Dengan demikian, Festa Secola menjadi beban bagi sebagian warga desa. ‘Budayalah yang membuat kita miskin!’ Kata Salis, ayah dari seorang anak berusia lima tahun. Dia berbicara tentang betapa sulitnya mendapatkan uang yang dia butuhkan untuk menghadiri undangan dari sepupunya. Sebagai petani tak bertanah, Salis mendapati Festa Secola memperburuk masalah ekonominya. Tapi dia juga tahu bahwa suatu hari dia akan mengharapkan orang untuk menghadiri Festa Secola putrinya sendiri. Pada hari kami bertemu, Salis membeli sejumlah uang dari orang tua angkat saya, Papa Fones dan Paman Chris. Salis akan membayar mereka kembali setelah mereka dibayar untuk bekerja di lahan kopi milik Papa Phones. Malam itu, kami bertemu lagi beberapa jam sebelumnya di pesta frustrasinya. Namun, Salis tidak kecewa dengan budayanya, ia menari dan menikmati tuak. Meskipun satu atau dua jam, dia tampaknya telah sepenuhnya menikmati dirinya sendiri.

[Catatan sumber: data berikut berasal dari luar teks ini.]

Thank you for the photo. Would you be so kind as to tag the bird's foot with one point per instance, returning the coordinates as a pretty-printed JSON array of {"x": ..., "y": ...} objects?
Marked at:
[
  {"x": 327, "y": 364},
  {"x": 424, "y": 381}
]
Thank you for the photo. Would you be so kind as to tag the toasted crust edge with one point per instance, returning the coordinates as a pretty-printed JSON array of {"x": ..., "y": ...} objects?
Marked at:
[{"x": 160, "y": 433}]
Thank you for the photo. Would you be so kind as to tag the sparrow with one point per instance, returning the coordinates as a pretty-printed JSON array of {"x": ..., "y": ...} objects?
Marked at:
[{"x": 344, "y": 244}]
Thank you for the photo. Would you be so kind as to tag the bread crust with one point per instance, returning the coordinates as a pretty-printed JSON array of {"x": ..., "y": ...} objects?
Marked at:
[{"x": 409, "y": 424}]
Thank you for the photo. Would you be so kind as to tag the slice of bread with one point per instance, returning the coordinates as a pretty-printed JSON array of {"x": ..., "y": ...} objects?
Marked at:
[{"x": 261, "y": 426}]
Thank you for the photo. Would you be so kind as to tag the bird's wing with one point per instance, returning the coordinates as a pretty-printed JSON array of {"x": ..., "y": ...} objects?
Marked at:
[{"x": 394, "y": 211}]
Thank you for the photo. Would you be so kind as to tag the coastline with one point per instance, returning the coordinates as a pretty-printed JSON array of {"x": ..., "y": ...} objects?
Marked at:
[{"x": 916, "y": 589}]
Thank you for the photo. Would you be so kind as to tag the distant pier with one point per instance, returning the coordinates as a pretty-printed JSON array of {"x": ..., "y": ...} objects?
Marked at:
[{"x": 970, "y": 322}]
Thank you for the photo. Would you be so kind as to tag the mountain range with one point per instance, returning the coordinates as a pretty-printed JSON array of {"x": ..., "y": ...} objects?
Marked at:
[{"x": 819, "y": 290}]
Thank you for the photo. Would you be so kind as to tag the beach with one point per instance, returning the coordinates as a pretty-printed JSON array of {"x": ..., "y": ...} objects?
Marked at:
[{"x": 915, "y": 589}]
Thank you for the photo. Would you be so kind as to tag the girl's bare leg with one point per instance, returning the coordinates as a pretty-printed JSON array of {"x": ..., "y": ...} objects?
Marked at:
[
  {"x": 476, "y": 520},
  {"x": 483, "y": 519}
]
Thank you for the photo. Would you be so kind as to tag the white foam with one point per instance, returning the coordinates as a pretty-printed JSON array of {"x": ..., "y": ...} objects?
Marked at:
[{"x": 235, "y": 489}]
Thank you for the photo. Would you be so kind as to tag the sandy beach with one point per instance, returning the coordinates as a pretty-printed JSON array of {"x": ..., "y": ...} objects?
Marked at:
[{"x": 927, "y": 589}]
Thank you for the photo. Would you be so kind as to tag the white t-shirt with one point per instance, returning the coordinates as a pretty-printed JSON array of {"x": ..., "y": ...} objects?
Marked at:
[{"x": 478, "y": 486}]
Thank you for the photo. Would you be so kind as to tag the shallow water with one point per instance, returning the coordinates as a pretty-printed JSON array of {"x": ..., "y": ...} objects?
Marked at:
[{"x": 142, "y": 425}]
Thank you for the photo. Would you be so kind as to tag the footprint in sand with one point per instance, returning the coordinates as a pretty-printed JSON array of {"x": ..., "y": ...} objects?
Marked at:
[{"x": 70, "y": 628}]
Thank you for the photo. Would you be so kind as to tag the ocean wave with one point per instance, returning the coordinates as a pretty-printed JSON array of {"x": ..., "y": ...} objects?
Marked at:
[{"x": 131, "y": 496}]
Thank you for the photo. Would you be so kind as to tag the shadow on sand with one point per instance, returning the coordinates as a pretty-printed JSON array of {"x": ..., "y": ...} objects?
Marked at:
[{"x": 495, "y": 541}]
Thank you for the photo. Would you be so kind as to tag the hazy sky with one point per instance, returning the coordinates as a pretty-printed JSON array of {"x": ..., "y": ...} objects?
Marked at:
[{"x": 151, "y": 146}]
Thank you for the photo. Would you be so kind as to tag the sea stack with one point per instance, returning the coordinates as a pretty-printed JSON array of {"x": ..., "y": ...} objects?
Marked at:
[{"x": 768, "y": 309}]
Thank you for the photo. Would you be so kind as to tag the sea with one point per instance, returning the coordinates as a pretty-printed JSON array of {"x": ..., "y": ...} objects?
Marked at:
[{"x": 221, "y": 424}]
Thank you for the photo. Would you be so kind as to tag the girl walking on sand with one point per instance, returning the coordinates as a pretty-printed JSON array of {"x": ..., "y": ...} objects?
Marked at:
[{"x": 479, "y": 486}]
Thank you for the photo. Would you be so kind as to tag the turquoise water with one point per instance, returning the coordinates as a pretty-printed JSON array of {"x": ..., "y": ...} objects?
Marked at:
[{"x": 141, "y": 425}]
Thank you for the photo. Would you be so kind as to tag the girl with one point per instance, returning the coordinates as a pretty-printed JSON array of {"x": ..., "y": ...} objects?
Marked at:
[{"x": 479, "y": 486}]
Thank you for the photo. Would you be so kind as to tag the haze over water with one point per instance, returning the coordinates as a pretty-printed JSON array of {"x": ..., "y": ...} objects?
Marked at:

Meskipun cerita-cerita ini menunjukkan kesulitan ekonomi, mereka juga mengungkapkan cinta. Di tengah situasi yang memprihatinkan akibat ketimpangan, kekerabatan dan ikatan sosial adalah sumber yang paling berharga dalam mendukung pendidikan anak-anak di antara keluarga di Mangara. Ambisinya sederhana: dengan lebih banyak uang, anak-anak bisa menyelesaikan lebih banyak sekolah dan hidup nyaman. Dengan mencapai kesuksesan dan stabilitas finansial, mereka dapat mengembalikan keluarga dan komunitas mereka ke jalur yang benar. Apa pun hasil dari strategi bertahan hidup ini, mereka bergantung pada cinta keluarga dan interaksi sosial, menguntungkan beberapa orang dan mendorong orang lain lebih dalam ke dalam utang.

Sayap d. Malam ([email protected]) Meraih gelar PhD di bidang Antropologi dari Northwestern University di Illinois, AS.